The really emblematic case of this process of criminalization is the action taken by
the Office of the Prosecutor of Rio Grande do Sul (MP/PS) by attacking the fundamental
rights of landless families and their leaders in the State, under the argument of protecting
legality in rural areas and guaranteeing constitutional rights. On the basis of the
investigations conducted by the Military Police, a report submitted and approved by the
Council of the Military Police concluded that the MST should be characterized as a
“criminal organization” because it engages in “paramilitary activities.” Accordingly, settled
families have to forfeit their civic right to vote (the decision by the Military Police was to
seize voter registration cards from settlers), schools in settlements are to be closed, etc. The
extreme example was extending the National Security Act to cover the actions of the
popular social movements.
In addition, the investigations by the TCU have been operating as a mechanism to
hinder (or, at least, to limit as much as possible) the flow-through of public resources to
popular entities (NGOs) and social movements. Any analysis of the investigative
procedures of the TCU (for example, comparing the investigation of the flow-through of
resources to employers’ organizations and popular organizations) reveals a well-thoughtout action aimed, at any cost, at condemning the use of public resources by popular sectors.
6
That logic operates as a criminalization mechanism (accusation of misappropriation or
embezzlement of public resources), but also as a form of pressure on the Federal Executive,
thereby preventing funds from being made available and immobilizing many actions and/or
movements.
According to expressions contained in several documents of the above-mentioned
bodies, the objective is to protect the democratic State based on the rule of law; however,
the close relationship with the protection of private property is noteworthy.
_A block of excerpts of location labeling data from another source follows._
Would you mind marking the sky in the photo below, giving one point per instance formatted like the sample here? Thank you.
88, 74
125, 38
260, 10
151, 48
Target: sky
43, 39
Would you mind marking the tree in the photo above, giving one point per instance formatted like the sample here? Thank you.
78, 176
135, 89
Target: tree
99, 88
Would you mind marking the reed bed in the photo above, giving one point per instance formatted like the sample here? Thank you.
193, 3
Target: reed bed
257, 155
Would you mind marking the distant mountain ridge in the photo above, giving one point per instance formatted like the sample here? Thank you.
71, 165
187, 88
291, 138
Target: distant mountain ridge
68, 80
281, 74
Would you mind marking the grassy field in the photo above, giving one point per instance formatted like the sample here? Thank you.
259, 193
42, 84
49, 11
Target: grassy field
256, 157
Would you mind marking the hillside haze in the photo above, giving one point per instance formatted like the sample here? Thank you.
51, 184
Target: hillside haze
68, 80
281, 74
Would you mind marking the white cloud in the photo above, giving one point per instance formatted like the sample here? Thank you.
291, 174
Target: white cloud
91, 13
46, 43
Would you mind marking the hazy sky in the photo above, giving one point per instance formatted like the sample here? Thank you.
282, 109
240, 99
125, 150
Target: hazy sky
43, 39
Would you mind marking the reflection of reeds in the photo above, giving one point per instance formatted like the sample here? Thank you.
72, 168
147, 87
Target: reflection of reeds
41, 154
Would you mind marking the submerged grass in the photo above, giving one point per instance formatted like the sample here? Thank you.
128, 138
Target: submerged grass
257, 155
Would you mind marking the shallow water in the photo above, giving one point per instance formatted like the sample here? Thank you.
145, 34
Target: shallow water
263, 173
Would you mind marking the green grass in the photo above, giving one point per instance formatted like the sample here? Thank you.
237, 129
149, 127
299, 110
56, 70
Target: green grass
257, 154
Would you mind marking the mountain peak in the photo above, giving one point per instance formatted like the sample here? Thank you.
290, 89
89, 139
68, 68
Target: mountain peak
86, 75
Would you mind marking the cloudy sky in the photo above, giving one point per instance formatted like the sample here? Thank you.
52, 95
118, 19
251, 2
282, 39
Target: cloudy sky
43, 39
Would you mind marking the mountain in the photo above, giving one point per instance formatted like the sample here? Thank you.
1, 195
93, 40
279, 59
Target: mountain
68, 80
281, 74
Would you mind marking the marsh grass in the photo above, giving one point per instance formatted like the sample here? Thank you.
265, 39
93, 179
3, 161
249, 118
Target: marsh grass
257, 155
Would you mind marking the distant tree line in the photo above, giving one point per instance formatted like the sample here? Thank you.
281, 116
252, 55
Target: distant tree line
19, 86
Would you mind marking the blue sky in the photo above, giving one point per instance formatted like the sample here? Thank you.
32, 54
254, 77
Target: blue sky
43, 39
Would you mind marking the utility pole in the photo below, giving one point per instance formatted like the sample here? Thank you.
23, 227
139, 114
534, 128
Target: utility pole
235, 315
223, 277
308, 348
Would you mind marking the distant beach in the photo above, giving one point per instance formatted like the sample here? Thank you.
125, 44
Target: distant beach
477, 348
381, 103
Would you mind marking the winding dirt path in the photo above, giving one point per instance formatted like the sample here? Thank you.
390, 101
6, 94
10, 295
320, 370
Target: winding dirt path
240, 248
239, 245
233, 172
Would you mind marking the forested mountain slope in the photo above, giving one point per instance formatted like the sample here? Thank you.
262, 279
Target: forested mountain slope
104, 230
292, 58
That
relationship reduces the constitutional spirit to ownership rights, since, as Deputy Sciarra
wrote, the “subversion of the democratic State of law” has as its “target public and private
property.”
6
An analysis of the documents shows that the actions by those bodies refer to or are based on actions of
others such as, for example, conclusions by Deputy Sciarra (2008, p. 60), which are based on the decision of a
judge in Carazinho/RS to apply the National Security Act (Law No. 7170/83) to the leadership of the MST, as
well as various suggestions of his report that are intended for the TCU, the Office of the Prosecutor, etc., with
the intention of organizing trials and legal actions.